Garmin IQ Program
The Garmin IQ program came to an end at a ceremony held at Garmin’s Olathe headquarters. Garmin IQ is a summertime and after-school educational program where high school students learn Monkey C, the programming language Garmin uses to create applications, widgets, watch faces and data fields on many of our devices, including vívoactive, vívosmart and fēnix 3. The students received an inside look at how a Garmin device is created, designed, developed and brought to market.
During four summer sessions, the students received behind-the-scenes access to Garmin global headquarters and learned about our diverse design, development, engineering, production and marketing teams. STEM coordinator Sunita Lavin provided a tour of the Garmin campus, which showed the engineering and manufacturing facilities as well as let the students fly the aviation flight simulator and practice distracted driving using a driving simulator in the automotive OEM department.

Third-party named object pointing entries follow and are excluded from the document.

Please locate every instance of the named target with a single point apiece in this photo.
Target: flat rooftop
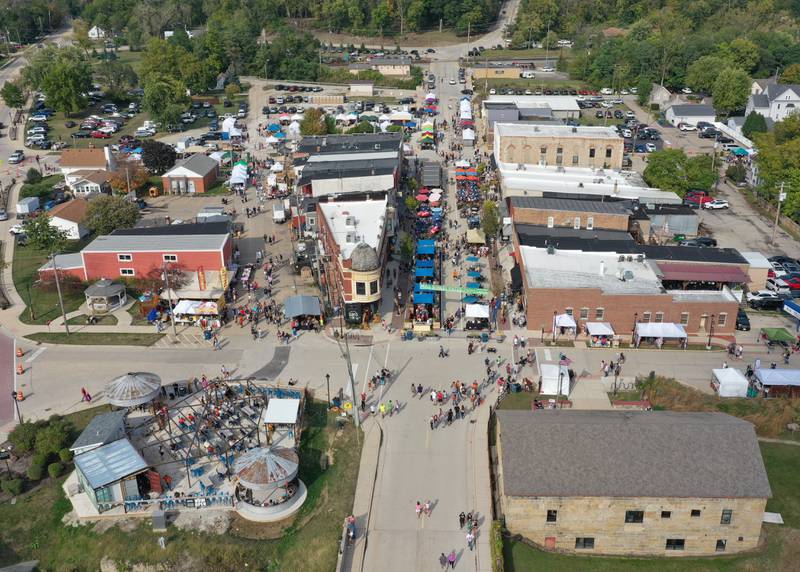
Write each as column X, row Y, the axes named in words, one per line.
column 563, row 131
column 574, row 269
column 354, row 222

The winning project were as follows
Third Place – Sunrise by Holden Essex. A watch face that displayed the sun passing through the sky as the day goes by
Second Place – Return Home by Ryan Pope. This app uses the device’s GPS to find your current location, and the Google Maps API to get a route back to your house.
First Place – Disc Golf by Jake Herman. This app uses the device GPS to compute the distance from where you threw your disc to where it landed, and keeps track of the distance of your longest throw.
The three winners received gift cards, and all the participants received certificates presented by Vice President of Engineering Mike Wiegers as well as complimentary copies of Wearable Programming for the Active Lifestyle.
In the fall the students were given five lab sessions teaching them Connect IQ, the app platform for Garmin wearables and bike computers. The sessions went over the basics of programming up to MVC and object oriented programming. All of the students were provided a Garmin vívoactive to use to test their creations. After learning the ins and outs of creating apps for wearable devices, the students all worked independently on their own final project. In a final presentation, hosted by Garmin IQ coordinator Kurt Iverson, they presented their projects and were judged by the Connect IQ team.
Congratulations students on a job well done!